Sunday, March 30, 2014

10. SHE TELLS A STORY




A story for you. 
Wooden Woman will tell it.

Was she three? Certainly no more than four years old, 
the gangly little Kenyan girl balanced a baby on her back, 
the younger leaned in tight. Dusty legs and faces, 
each had an empty blue water bottle in hand. 

They negotiated the dry and rutted road 
barefoot 
in the unhurried and straight-backed way 
of Kenyan women. 
We, a van full of Americans, 
loud exuberance 
and rampant energy notwithstanding, 
were playfully joining arms and photographing each other 
in celebration of fact that there was still water in the pond. 

The pond had been excavated 
to last longer through the dry season. 
Cows appeared and frolicked toward the muddy water 
where they then waded in.  

The girls had come to fill their water bottles. 

The fresh water from a well 
was more than a mile away--too far for them. 

And what do you do with that? 

You open the van and give the older girl a new bottle 
filled with fresh clean water. She, of course, opens it 
and tries to give her sister the first drink. 
It is hard because she is small 
and the baby gets water spilled down her legs 
but nothing to drink. 

Kathy takes the bottle, explaining she will help 
and then give it back.

How do I describe the way the baby 
held that first sip in her mouth? 

She looked to be tasting water for the first time. 
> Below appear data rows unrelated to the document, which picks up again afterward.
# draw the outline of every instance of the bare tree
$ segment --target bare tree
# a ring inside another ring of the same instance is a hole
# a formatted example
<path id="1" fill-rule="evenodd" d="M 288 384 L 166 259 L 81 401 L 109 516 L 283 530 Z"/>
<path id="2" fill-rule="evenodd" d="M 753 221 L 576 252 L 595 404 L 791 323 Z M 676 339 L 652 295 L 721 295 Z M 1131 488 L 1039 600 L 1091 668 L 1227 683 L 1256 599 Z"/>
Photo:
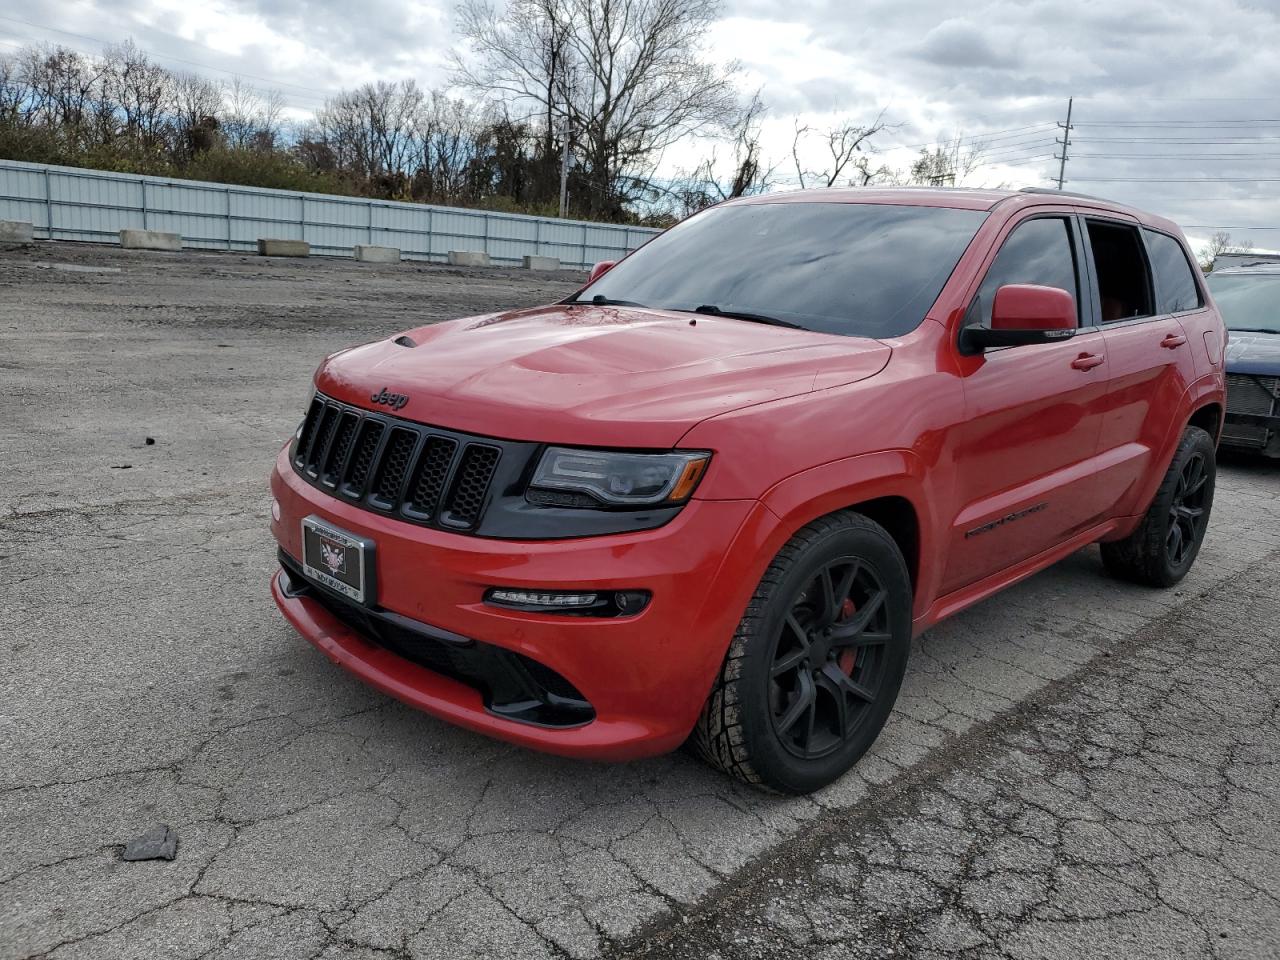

Carefully swallowed, she sips again and holds it, 
one big drip gently falling from her sweet lips. 

We hand the older sister a bottle all her own. 

And those two sisters are indelibly with you 
as you load back into the van and as they 
meander down toward the cows and muddy water. 
They are with you on the airplane 
and as you try to tell people what Kenya is like. 

They are there with you every time 
you open a bottle of water. 
You cannot help but try and hold 
the first sip the way that baby did. 

And here months later you wonder 
if waterborne illness has taken one of them yet. 

Or both.

You promise yourself 
that was the single best thing 
you ever did for another human being. 




*



4 comments:

Kathy said...

It really was the single best thing...I promise.

Craig and Bethany said...

*tears*

The whole universe pivots on an offering of water.

This is love.

Brian Miller said...

yeah. i could see that...and it breaks my heart...in a good way...

Larkin said...

I've come belatedly to this entry and the usual sandy shelf I inhabit gives way to a hidden drop-off, as if, in imagining I've understood "a cup of cold water" all this time, I've been wading.

Wooden Woman lived this, received it via lens and language, and offers it to us, deep and sweet as a country well. Did I know I was this thirsty?